Thursday, January 12, 2012

What are two appealing features of Shelley's "Ozymandias?"

The use of multiple voices that Shelley uses to narrate the poem and the universal message that ends it become two of the most appealing features of "Ozymandias."  


There is a powerful story to Shelley's poem. It is enhanced in the way that it is narrated. The opening line where the speaker meets a "traveller from an antique land" is extremely appealing.  On one level, the speaker is narrating a story within a story.  The speaker is sharing the narrative as we listen, for he tells it as it was told to him.  This feature is reflective of the Romantic movement, of which Shelley was a part.  


Romantic thinkers believed that truth existed in all aspects of the world.  There is much to be learned from formal instruction as there is from random stories.  The poem's opening enhances this because life's truths are being communicated by a stranger, a random "traveller from an antique land."  The poem's opening helps to frame its meaning for the reader.


I think that the end message of the traveller's story is another appealing feature of the poem.  The power of time offsets Ozymandias's boastful declaration of power.   When we see the "colossal wreck" that is all that left of the statue, it is a reminder of how time withers everyone and everything. Shelley uses the poem to communicate the temporal nature of human beings.

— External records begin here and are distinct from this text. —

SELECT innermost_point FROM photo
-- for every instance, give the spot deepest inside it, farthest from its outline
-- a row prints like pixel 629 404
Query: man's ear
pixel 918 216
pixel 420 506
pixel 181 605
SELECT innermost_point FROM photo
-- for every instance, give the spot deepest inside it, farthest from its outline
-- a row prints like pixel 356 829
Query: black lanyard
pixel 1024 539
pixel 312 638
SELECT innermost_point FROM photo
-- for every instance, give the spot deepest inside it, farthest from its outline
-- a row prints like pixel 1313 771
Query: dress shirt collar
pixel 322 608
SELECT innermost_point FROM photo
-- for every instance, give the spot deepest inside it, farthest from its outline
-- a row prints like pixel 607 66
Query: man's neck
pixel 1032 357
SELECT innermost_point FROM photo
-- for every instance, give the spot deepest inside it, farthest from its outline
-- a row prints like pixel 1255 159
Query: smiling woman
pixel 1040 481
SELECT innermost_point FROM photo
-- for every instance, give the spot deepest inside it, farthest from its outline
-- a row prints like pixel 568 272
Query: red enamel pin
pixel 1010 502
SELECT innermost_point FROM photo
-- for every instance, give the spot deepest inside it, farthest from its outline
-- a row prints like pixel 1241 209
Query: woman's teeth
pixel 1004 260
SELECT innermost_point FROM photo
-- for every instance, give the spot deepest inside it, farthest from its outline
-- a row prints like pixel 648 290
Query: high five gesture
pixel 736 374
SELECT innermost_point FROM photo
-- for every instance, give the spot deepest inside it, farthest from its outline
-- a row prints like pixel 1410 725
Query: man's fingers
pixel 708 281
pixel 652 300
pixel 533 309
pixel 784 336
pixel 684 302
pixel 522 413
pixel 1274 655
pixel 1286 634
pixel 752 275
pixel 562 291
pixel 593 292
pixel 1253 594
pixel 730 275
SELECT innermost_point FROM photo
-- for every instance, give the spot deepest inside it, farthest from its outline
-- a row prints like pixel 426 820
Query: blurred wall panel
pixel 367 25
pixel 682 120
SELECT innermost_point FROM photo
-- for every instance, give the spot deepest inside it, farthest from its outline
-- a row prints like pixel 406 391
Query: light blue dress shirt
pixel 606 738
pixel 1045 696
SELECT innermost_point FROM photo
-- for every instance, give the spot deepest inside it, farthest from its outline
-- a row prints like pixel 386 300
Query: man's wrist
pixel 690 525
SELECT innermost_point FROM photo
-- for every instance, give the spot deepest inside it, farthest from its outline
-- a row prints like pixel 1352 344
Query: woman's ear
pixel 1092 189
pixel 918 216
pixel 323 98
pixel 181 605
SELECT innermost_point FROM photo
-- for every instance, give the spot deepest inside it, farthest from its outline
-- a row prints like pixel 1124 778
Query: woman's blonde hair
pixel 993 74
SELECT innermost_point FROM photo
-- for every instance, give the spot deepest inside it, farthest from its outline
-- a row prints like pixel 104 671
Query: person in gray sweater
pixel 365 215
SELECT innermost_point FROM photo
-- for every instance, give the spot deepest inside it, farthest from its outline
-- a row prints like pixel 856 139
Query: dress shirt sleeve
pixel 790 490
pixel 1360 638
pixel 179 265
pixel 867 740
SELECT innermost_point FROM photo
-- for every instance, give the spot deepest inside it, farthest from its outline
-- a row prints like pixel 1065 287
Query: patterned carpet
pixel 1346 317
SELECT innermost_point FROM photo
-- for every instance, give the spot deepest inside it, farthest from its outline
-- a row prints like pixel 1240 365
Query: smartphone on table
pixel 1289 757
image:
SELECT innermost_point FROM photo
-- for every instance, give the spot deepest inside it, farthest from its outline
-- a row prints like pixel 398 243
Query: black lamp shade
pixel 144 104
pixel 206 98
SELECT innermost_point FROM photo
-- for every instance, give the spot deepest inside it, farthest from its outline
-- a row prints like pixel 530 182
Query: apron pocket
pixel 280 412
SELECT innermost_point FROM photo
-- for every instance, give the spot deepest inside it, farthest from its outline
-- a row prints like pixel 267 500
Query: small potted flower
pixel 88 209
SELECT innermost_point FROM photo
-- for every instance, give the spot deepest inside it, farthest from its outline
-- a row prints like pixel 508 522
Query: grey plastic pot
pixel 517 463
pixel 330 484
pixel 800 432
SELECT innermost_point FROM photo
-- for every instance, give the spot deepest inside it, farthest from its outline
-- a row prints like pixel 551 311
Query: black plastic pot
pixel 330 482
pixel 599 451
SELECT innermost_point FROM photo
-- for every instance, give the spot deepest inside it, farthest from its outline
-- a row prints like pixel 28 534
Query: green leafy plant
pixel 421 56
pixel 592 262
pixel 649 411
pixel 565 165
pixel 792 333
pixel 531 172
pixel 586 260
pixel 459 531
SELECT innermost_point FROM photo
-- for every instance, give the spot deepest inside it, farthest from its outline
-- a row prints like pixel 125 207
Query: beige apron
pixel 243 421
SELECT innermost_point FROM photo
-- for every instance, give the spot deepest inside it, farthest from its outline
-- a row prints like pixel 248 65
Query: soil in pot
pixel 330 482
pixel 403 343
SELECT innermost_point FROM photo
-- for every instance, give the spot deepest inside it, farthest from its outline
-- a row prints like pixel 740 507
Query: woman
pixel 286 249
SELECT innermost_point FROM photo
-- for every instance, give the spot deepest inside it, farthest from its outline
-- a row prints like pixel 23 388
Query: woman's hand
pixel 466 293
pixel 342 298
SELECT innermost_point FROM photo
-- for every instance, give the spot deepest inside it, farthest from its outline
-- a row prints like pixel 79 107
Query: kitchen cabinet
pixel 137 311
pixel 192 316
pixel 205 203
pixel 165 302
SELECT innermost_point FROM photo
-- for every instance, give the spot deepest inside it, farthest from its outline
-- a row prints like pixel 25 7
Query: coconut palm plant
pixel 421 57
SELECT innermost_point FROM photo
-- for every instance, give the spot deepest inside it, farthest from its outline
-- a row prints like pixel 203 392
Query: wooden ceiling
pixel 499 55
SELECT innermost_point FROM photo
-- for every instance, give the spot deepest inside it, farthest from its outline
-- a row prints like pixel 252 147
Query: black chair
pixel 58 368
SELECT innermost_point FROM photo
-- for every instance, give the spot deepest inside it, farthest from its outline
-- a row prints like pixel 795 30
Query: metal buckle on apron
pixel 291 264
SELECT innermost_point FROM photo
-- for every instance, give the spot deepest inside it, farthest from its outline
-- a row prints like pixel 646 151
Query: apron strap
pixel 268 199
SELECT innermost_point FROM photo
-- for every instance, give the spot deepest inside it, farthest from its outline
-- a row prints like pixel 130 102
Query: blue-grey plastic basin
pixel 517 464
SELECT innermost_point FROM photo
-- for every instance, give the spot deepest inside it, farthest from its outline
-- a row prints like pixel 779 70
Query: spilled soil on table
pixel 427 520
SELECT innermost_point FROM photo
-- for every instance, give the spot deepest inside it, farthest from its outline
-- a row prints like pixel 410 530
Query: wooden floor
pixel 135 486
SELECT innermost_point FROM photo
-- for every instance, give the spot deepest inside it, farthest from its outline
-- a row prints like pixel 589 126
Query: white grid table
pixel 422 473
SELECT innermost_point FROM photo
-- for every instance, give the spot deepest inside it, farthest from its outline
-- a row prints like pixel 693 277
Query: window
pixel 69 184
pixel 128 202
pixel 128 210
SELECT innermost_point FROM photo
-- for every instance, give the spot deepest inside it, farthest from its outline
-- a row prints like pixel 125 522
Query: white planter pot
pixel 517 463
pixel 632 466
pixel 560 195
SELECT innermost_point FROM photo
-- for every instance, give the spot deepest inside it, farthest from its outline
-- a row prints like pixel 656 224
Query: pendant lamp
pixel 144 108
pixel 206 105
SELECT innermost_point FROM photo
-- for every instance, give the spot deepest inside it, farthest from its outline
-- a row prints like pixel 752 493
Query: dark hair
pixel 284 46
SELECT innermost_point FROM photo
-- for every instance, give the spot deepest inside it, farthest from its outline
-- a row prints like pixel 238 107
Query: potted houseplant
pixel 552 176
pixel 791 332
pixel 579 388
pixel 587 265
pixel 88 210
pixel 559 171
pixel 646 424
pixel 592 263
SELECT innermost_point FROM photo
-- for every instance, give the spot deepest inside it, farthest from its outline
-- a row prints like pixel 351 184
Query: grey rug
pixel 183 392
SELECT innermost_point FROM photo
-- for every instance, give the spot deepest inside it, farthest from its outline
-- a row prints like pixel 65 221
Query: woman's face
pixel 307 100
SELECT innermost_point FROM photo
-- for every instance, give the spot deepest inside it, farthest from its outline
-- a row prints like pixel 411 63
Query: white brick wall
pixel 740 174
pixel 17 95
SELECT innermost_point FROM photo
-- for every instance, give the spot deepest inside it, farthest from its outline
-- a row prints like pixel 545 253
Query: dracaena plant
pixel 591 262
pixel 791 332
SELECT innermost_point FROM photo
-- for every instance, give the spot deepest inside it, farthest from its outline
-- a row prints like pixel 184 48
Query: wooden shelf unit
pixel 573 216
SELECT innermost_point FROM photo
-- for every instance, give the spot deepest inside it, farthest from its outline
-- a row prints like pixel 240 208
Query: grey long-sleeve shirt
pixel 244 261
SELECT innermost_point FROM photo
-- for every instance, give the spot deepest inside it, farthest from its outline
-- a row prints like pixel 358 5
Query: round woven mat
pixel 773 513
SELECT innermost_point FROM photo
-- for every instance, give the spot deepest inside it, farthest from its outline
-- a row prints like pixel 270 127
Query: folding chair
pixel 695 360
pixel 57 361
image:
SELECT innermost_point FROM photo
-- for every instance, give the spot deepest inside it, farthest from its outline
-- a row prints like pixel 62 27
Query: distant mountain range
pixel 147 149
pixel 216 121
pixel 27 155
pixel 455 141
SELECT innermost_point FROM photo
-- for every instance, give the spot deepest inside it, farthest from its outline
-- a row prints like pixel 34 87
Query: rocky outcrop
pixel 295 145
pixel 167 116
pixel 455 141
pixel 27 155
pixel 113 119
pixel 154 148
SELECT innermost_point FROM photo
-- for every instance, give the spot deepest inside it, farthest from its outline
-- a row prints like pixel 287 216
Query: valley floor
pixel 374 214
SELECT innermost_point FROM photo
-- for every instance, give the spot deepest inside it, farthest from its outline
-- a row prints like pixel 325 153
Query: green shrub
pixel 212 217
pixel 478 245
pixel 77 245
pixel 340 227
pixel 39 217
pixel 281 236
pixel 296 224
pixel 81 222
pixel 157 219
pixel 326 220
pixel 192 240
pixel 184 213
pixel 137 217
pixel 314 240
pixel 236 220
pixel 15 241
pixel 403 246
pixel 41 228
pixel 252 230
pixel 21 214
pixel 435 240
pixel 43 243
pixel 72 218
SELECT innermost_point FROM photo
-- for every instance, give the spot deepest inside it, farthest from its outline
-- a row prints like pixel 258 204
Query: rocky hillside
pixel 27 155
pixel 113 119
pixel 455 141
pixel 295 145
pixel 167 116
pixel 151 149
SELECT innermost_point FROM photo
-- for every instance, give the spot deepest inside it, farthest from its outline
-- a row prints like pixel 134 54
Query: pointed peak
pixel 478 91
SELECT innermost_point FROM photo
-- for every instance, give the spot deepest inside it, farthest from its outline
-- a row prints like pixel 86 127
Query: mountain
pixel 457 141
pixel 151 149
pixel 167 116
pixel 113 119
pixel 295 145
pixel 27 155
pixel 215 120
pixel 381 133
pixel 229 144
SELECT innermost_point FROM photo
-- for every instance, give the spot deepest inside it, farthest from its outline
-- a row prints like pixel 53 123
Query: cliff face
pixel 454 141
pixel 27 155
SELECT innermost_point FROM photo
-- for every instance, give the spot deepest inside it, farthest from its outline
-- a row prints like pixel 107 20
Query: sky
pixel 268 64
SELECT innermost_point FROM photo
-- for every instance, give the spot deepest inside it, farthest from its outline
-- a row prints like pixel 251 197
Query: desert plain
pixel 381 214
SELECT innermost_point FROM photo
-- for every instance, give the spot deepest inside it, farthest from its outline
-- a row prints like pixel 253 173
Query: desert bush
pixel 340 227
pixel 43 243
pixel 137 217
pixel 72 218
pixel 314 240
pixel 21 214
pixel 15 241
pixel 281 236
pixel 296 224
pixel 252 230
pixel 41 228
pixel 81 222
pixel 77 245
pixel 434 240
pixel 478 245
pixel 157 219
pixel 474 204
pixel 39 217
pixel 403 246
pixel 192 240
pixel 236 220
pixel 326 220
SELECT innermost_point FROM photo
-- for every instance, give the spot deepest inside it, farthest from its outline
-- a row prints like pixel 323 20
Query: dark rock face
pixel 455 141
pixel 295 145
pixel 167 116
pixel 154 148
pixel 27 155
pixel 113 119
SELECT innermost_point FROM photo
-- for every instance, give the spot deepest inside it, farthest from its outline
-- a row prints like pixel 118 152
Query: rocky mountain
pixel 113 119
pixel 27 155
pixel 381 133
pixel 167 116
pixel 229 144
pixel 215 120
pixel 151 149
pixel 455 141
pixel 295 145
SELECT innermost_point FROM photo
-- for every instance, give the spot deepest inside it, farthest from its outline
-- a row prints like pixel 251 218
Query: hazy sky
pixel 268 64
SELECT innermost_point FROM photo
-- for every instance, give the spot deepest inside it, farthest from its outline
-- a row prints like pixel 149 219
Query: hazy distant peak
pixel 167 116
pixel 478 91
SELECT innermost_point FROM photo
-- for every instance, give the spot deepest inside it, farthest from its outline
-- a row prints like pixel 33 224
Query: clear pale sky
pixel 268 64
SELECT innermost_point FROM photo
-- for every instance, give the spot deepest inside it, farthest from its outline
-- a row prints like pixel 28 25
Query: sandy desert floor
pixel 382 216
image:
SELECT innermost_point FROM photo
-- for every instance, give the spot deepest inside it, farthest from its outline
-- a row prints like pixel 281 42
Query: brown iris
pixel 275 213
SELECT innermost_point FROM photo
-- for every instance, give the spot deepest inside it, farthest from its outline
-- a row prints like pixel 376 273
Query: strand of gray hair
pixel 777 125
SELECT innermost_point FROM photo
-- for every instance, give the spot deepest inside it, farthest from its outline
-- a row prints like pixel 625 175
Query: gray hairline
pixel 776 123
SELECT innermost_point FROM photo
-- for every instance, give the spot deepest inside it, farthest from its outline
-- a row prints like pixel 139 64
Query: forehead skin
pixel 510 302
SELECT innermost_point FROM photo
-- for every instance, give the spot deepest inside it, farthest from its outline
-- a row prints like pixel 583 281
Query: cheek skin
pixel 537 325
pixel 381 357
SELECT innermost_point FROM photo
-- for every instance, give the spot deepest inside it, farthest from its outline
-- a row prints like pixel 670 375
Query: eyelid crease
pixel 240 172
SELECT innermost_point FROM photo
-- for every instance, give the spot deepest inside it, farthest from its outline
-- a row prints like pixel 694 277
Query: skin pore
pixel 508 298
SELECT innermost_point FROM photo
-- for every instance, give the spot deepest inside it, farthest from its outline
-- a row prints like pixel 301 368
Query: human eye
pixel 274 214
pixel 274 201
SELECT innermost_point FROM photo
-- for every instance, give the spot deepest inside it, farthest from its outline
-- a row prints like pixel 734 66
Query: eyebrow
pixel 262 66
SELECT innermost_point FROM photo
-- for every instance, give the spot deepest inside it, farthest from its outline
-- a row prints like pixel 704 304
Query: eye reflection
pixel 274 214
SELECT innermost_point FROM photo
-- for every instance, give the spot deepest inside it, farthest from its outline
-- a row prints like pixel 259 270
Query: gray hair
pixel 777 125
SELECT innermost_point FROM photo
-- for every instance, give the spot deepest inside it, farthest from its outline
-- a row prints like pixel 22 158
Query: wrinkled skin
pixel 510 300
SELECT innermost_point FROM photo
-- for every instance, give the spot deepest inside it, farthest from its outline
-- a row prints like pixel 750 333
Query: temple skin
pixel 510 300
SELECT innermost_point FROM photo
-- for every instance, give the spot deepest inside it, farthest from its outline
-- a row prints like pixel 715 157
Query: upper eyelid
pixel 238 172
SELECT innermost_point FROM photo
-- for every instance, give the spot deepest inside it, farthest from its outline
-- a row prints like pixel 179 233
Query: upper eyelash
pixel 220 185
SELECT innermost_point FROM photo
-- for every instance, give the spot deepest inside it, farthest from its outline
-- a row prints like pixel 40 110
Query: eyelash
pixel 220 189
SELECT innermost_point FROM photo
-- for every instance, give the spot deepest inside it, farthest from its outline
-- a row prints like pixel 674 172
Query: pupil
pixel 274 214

Ozymandias was arrogant and boastful.  He truly believed that he inspired fear in people.  However, only decay and disrepair remains.  This message is a powerful one as it communicates the reality that underscores all of human hopes and dreams.  While Ozymandias saw himself as immortal, the reality is that "Nothing beside remains."  Time will continue, even when we do not.  This philosophical statement is one of the poem's most appealing aspects.